Elisp: Replacing HTML Entities with Unicode Characters
Problem
I have a file with content like this:
pound sign £ and ¤ ¥ but also ¦, §, ©
I need it to be like this:
pound sign £ and ¤ ¥ but also ¦, §, ©
How do you do it?
Solution
do find replace with elisp function as replacement.
- Open the file.
- Alt+x
query-replace-regexp
- Give the regex
&#\([0-9]+\);
. This will match HTML entity and capture the decimal code. - In the replacement input, tell emacs to use a elisp function, like this:
\,(ff)
, where the “ff” is my function name. - Then, type y or n for each match, or type ! to replace all occurrences in the file.
The key here is writing the replacement function ff.
Your function ff will take the matched string, then return a Unicode character that has the codepoint of the matched string. For example, if the matched string is "945"

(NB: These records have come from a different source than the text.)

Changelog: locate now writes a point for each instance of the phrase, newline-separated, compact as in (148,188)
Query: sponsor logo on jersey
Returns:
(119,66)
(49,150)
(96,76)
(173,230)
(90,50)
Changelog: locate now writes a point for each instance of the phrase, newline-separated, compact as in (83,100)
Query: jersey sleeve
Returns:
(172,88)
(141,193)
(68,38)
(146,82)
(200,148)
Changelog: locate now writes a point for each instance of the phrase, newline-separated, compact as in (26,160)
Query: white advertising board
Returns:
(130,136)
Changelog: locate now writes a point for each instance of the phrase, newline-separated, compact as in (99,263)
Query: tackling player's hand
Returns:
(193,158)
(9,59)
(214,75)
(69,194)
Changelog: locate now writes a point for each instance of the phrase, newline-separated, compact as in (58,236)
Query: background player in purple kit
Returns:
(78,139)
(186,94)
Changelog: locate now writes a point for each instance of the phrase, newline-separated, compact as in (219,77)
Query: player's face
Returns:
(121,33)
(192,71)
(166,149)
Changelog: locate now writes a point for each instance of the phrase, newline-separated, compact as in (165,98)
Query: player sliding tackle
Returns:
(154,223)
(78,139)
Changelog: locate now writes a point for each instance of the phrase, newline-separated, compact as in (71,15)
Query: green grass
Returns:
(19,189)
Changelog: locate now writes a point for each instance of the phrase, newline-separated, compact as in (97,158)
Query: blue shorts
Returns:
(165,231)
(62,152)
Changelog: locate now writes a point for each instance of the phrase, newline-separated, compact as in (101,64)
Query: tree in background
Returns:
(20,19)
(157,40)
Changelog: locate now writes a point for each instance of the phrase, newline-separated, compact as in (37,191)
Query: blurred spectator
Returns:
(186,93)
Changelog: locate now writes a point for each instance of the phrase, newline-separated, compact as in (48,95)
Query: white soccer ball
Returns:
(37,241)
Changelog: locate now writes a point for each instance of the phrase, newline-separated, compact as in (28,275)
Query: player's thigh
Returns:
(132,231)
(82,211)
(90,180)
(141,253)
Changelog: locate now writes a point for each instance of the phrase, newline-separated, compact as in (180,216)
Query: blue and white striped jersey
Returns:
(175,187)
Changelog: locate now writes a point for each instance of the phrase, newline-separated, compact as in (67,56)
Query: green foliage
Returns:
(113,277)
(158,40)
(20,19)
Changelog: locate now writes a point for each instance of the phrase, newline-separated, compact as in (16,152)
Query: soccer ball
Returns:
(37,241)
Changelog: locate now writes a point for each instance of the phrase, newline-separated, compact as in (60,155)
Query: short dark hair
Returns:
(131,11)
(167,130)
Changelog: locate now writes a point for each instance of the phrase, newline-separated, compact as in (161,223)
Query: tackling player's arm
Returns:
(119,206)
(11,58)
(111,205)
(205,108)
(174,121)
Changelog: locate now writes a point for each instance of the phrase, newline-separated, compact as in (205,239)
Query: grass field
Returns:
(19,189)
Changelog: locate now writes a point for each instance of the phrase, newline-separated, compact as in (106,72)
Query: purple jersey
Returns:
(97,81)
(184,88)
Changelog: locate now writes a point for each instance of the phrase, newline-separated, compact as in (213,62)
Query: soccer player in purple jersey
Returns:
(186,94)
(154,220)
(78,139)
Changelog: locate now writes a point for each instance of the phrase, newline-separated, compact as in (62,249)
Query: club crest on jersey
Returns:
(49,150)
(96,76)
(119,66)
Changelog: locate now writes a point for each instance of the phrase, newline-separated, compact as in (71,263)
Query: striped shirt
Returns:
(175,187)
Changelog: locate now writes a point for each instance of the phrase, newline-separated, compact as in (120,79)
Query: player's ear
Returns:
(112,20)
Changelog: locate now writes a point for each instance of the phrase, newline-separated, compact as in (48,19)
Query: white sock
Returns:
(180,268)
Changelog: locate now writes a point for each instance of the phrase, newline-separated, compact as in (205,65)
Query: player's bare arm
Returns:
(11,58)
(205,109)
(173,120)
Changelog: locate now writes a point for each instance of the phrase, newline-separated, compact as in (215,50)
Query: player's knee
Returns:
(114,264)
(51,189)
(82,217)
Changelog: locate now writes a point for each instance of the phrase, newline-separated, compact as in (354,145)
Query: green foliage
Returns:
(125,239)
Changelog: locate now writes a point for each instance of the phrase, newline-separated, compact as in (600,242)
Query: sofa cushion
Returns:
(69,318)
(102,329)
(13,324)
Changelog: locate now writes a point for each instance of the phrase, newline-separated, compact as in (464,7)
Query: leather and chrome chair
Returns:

, then ff should return the string "α"
.
Here's the code:
(defun ff () "temp function. Returns a string based on current regex match. This is for the regex: &#\\([0-9]+\\);" (char-to-string (string-to-number (match-string 1))) )
A Shortcut
Once you become familiar with using a lisp expression for regex replacement, you can simply use this code for the replacement:
\,(char-to-string (string-to-number \1))
.
Carlos at comp.lang.lisp, and Jon Snader (jcs) on his blog (irreal.org) gave the following nice solutions:
\,(char-to-string \#1)
or
\,(format "%c" \#1)
When using a lisp expression in query-replace-regexp
, the \1
is the 1st captured string.
The \#1
is the first captured string as a number.